About
Born in West London to Nigerian parents, Buki started his corporate career in media and advertising before moving into consultancy in the City of London. He founded RosAcad, an international business and sales training consultancy and DiverseCity Think Tank, a consultancy of workplace bias and diversity and inclusion experts. In his work as a communications expert, consultant, and coach to tens of thousands of global clients’ staff over more than two decades, he became acutely aware of the impact of the multidirectional and multidimensional role of workplace bias in stifling otherwise prosperous careers, including his own at times.
Buki also became aware of popular, well-meaning yet unworkable so-called expert and academic theories to combat unconscious career-stifling racial, disability, gender, sexual orientation bias, etc. such as IAT- Implicit Association Tests, traditional microaggression training, "White Fragility," "Anti-racist Consulting" and so on, which actually hinder the careers of the people they purport to help as well as reducing groupwide productivity and performance. Buki himself has grappled with unconscious (and indeed conscious) bias with varying degrees of success in his employed career and as a consultant in the City.

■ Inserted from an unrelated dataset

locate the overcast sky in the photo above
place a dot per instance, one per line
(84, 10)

Frustrated with his own challenges, slow progress in the corporate world and the inadequacy of behavioural experts, authors, and consultants’ attempts to address underrepresentation of minorities/marginalised, he set out to develop a fair, equitable results-oriented methodology to tackle career-stifling workplace bias that organically fast tracks increases in representation of diverse groups in senior and high profile roles. His book “I Don’t Understand” –Navigating Unconscious Bias in the Workplace is the culmination of more than two decades of working with, observing, and interacting with over 50,000 individuals throughout the world as a consultant, communications expert, trainer, and coach.
“Buki Mosaku is the world's foremost expert on navigating unconscious workplace bias.”